The functions `min` and `max` return the smallest and largest elements in a list.

In [13]:
minimum = min([3, 1, 4, 1, 5, 9])
assert minimum == 1

maximum = max([3, 1, 4, 1, 5, 9])
assert maximum == 9

Trying to find the min or max of a list with different types of objects causes a `TypeError` exception to be raised:

In [14]:
try:
    min([1, 2, 3, "catorce"])
except Exception as e:
    print(f"Exception caught {type(e)}: {e}")


Exception caught <class 'TypeError'>: '<' not supported between instances of 'str' and 'int'


### List search with `index`

The `index` method returns the position of an element in a list or an `ValueError` exception if the element is not found:

In [16]:
x = [1, 3, "five", 7, 9, 11]
assert x.index("five") == 2

try:
    x.index(5)
except Exception as e:
    print(f"Exception caught {type(e)}: {e}")

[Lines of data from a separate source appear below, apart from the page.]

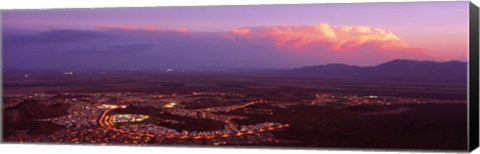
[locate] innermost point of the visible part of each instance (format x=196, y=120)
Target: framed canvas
x=395, y=76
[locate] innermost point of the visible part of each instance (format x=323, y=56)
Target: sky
x=262, y=36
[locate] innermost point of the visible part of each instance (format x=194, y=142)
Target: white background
x=69, y=149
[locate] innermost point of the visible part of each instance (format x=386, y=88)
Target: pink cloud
x=353, y=44
x=336, y=38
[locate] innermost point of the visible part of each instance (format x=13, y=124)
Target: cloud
x=53, y=36
x=334, y=38
x=141, y=28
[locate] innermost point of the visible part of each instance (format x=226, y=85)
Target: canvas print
x=366, y=75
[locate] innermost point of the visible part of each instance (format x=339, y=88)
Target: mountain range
x=395, y=69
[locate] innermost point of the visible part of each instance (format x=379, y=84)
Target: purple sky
x=268, y=36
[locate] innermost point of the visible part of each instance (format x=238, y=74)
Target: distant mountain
x=395, y=69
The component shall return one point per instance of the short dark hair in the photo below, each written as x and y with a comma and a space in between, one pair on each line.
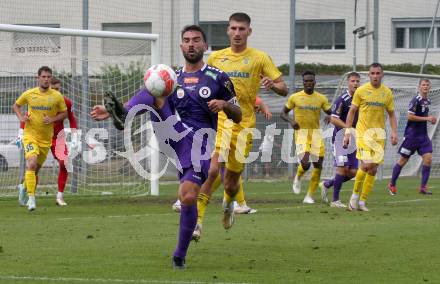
44, 68
240, 17
193, 28
375, 65
353, 74
55, 81
308, 72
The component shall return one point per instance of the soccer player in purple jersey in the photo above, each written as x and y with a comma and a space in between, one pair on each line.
203, 91
416, 137
345, 159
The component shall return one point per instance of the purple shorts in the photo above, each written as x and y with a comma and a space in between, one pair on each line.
409, 145
192, 175
344, 157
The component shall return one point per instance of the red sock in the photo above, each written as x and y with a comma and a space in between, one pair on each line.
62, 177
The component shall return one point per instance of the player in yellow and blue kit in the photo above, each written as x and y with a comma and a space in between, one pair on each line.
248, 68
306, 106
45, 106
371, 100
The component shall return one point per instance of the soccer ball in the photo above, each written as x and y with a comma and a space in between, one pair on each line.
160, 80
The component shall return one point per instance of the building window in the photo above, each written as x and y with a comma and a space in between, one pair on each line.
320, 35
215, 34
413, 34
120, 47
36, 44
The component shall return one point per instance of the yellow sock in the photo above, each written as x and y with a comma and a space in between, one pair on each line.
300, 171
359, 181
367, 187
31, 182
202, 203
240, 195
314, 181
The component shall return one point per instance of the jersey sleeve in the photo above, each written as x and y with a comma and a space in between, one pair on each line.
337, 108
227, 91
326, 106
61, 104
22, 99
70, 114
269, 68
412, 107
290, 104
210, 60
356, 98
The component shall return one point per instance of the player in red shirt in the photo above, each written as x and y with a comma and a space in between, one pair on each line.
58, 127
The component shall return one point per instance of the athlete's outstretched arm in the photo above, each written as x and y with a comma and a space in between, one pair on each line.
429, 118
285, 116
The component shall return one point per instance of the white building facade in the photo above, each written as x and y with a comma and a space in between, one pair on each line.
323, 34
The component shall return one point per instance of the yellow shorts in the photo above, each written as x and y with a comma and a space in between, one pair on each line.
370, 150
233, 145
308, 141
33, 149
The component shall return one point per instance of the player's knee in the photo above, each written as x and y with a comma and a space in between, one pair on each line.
213, 172
317, 165
372, 171
231, 186
188, 197
402, 161
31, 164
305, 166
427, 160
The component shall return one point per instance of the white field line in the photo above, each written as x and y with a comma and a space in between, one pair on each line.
411, 200
104, 280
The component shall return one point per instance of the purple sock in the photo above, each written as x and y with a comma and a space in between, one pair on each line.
329, 183
337, 184
396, 172
188, 221
425, 175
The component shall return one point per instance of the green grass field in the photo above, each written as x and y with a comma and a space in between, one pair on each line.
122, 239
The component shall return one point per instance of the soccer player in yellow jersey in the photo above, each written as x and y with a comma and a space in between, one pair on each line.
45, 106
306, 106
371, 100
248, 69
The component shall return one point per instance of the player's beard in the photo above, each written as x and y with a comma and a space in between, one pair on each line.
196, 57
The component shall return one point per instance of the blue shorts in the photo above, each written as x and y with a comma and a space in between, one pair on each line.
410, 145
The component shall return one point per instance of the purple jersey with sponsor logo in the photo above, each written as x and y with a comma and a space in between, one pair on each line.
195, 91
418, 106
340, 109
176, 133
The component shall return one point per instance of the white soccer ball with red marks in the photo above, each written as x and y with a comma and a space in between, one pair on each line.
160, 80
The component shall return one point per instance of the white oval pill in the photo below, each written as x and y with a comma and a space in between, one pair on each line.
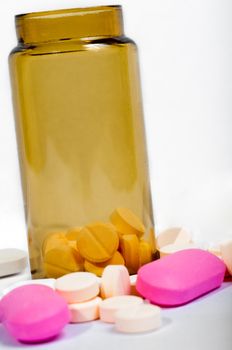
115, 281
110, 306
77, 287
142, 318
49, 282
175, 235
226, 254
83, 312
12, 261
173, 248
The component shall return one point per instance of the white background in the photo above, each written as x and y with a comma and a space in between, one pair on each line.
186, 65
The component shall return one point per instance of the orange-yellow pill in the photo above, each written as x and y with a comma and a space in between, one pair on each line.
62, 260
97, 242
53, 240
129, 245
71, 235
145, 253
126, 222
97, 268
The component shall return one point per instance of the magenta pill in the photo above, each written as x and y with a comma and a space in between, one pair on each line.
34, 313
181, 277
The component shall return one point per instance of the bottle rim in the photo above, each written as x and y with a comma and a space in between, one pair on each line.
64, 24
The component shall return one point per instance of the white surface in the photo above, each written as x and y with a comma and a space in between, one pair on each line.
202, 325
185, 58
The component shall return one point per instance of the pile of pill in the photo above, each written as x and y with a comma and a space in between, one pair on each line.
36, 311
92, 247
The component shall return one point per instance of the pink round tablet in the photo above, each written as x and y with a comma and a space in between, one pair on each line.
34, 313
181, 277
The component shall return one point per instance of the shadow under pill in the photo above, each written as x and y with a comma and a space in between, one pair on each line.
75, 329
165, 322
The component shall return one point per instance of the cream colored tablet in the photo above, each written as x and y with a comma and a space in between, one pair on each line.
115, 281
12, 261
173, 248
110, 306
142, 318
84, 312
175, 235
226, 254
77, 287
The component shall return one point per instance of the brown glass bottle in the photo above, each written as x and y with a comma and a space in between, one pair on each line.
80, 132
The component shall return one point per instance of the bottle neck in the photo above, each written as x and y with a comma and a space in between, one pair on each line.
80, 23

Exception caught <class 'ValueError'>: 5 is not in list


### Counting list matches with `count`

The method `count` searches through a list looking for a given value and returns the number of times that the value is found:

In [17]:
x = [1, 2, 2, 3, 5, 2, 5]
assert x.count(2) == 3

### Summary of list operations

The following table summarizes the most relevant list operations:

| List operation | Description | Example |
| :------------- | :---------- | :------ |
| [] | Creates an empty list | `x = []` |
| len | Returns the length of a list | `len(x)` |
| append | Adds a single element to the end of a list | `l.append(x)` |
| extend | Adds another list to the end of the list | `x.extend(["a", "b"])` |
| insert | Inserts a new element at a given position in the list | `l.insert(2, "y")` |
| del | Removes a list element or slice | `del(x[0])`<br>`del(x[1:3])` |
| remove | Searches for and removes a given value from a list | `x.remove("y")` |
| reverse | Reverses a list in place | `x.reverse()` |
| sort | Sorts a list in place | `x.sort()` |
| + | Returns the list that results from concatenating the two given | `z = x1 + x2` |
| * | Returns the list that results from replicating a list the number of times given | `z = ["y"] * 3` |
| min | Returns the smallest element in a list | `min(x)` |
| max | Returns the largest element in a list | `max(x)` |
| index | Returns the position of a value in a list | `i = x.index("b")` |
| count | Counts the number of times a value occurs in a list | `x.count("y")` |
| sum | Sums the items in the list | `sum(x)` |
| in | Returns whether an item is in a list | `"y" in x` |


### Exercise

1. What would be the result of `len([1, 2] * 3)`?
2. What are the two differences between using `in` and `index`?
3. Which of the following will raise an exception?
    1. `min(["a", "b", "c"])`
    2. `max([1, 2, "three"])`
    3. `[1, 2, 3].count("one")`

The result of 1 will be 6:

In [18]:
assert len([1, 2] * 3) == 6

The two differences between `in` and `index` are:
+ `in` checks whether an element exists in the list, while `index` returns where it is located.
+ `index` will raise an exception if the element is not found, while `in` will just return `False`.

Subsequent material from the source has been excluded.